I don’t understand this: context switching takes microseconds, I/O latencies are typically in the millisecond range. I’d think thread overhead would be negligible in an I/O-bound application (especially if you take steps to reduce the amount of memory per thread)
The important distinction is between operation latency and operation rate. Modern I/O devices are highly concurrent and support massive throughput. A device can have millisecond latency while still executing an operation every microsecond. In these cases, the operation latency doesn't matter, your thread has to handle events at the rate the device executes operations. If it is a million operations per second then from the perspective of the thread you have a microsecond to handle each operation. Context switch throughput is much lower by comparison.
In these types of systems, you may issue a thousand concurrent I/O operations before the first I/O operation returns a result. Threads don't wait for the first operation to finish, they keep a deep pipeline of I/O operations in flight concurrently so that they always have something to do.
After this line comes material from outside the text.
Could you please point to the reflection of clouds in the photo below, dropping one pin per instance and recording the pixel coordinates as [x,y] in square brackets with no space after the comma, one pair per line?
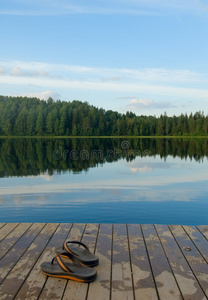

> Modern I/O devices are highly concurrent and support massive throughput. A device can have millisecond latency while still executing an operation every microsecond. In these cases, the operation latency doesn't matter, your thread has to handle events at the rate the device executes operations.
This is true for some applications, like an OLAP database or similar. It’s not true for the typical user-facing app where you want to finish requests as soon as possible because a user is waiting and every millisecond costs you money.